John Lewis 

John Cage’s Musicircus – review

Chess grandmasters, toy pianos and Led Zep – Cage's chaos is sublime, writes John Lewis
  
  

musicircus
A sonic Babel ... John Cage's Musicircus. Photograph: Tristram Kenton for the Guardian Photograph: Tristram Kenton/Guardian

John Cage devised his first Musicircus in 1967, at the University of Illinois. In the spirit of the summer of love, it was a "happening" in which dozens of musicians and artists wandered amid a bustling audience, performing all at once. Since his death in 1992, the concept has been revived dozens of times, but it's hard to imagine any being as much fun as this one, which took place around three floors of bars, foyers and walkways of the ENO's Coliseum.

It's a very structured kind of anarchy. The assembled musicians – some static, some wandering – each have more than a dozen pieces of prepared music. They decide what, when and where to play by throwing dice or tossing coins. They may move among us, close enough for us to smell, gawp at and photograph, but they do not interact: instead, they perform like automata.

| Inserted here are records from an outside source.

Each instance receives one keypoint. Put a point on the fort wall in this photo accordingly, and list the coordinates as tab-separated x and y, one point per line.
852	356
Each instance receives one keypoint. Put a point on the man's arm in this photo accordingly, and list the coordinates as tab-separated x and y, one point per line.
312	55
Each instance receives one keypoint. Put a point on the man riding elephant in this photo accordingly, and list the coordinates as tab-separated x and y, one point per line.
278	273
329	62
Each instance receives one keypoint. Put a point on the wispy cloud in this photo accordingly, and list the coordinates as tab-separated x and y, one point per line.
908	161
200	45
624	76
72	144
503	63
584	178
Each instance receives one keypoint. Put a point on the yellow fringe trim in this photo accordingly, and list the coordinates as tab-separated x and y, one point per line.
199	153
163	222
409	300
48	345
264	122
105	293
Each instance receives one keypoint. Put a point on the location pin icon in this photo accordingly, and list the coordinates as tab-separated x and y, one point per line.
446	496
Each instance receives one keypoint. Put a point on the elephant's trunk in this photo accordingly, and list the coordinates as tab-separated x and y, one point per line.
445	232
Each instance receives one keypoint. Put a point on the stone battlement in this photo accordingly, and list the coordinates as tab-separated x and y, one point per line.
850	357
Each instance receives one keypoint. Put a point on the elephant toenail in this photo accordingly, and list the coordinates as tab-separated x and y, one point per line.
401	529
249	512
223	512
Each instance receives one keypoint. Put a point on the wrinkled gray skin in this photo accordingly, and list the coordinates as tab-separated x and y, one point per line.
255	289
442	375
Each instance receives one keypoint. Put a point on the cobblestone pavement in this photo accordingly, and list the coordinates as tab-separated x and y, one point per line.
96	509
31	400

You almost take for granted the abundance of virtuosity standing inches from you. A woman in an usher's uniform will suddenly belt out a complex operatic aria. All around you are brass bands, choirs, avant-jazz ensembles, toy piano recitals. In one annexe sits Led Zeppelin's John Paul Jones, virtually unrecognised, playing a curious three-necked mandolin. There are weirder fringe attractions, too: chess grandmasters; a mycologist lecturing on fungi; two women in orange wigs playing clapping games.

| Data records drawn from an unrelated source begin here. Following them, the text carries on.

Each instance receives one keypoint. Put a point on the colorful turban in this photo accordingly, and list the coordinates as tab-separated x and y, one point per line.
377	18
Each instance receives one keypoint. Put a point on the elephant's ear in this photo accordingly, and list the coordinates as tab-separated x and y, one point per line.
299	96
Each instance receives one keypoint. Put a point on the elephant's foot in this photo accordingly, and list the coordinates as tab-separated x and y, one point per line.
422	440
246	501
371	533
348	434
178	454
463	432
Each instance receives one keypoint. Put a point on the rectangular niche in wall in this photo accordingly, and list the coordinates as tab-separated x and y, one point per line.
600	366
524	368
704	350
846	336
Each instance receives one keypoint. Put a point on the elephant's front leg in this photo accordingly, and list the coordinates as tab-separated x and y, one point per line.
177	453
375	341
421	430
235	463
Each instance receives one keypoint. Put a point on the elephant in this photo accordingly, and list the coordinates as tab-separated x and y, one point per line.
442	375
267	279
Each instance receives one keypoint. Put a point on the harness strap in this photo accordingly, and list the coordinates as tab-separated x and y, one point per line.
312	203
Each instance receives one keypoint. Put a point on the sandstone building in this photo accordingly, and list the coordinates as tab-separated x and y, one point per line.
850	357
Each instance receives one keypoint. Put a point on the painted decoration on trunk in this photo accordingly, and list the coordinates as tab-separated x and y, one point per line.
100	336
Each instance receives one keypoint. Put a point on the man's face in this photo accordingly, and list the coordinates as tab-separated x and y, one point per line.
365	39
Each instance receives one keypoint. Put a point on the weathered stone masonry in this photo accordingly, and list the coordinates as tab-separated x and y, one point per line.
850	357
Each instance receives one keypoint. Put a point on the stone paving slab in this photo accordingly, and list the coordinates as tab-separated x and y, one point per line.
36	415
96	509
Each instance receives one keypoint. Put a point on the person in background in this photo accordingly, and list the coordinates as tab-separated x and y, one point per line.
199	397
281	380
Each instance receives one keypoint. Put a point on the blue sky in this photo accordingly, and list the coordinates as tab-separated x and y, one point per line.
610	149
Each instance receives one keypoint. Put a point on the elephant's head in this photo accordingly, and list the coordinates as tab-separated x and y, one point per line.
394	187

Most of the time, the venue is a sonic Babel, with your brain trying to process two or more separate pieces of music at once. Occasionally, rhythms interlock, harmonies coincide, like a Charles Ives symphony, and the effect is sublime.

When Cage developed these ideas 50 years ago, they were part of his utopian desire to break down barriers and re-engage with music. Nowadays, for a multimedia age soaked in "free" music, the Musicircus takes upon a range of different meanings – perhaps less utopian, but no less challenging, and certainly no less entertaining.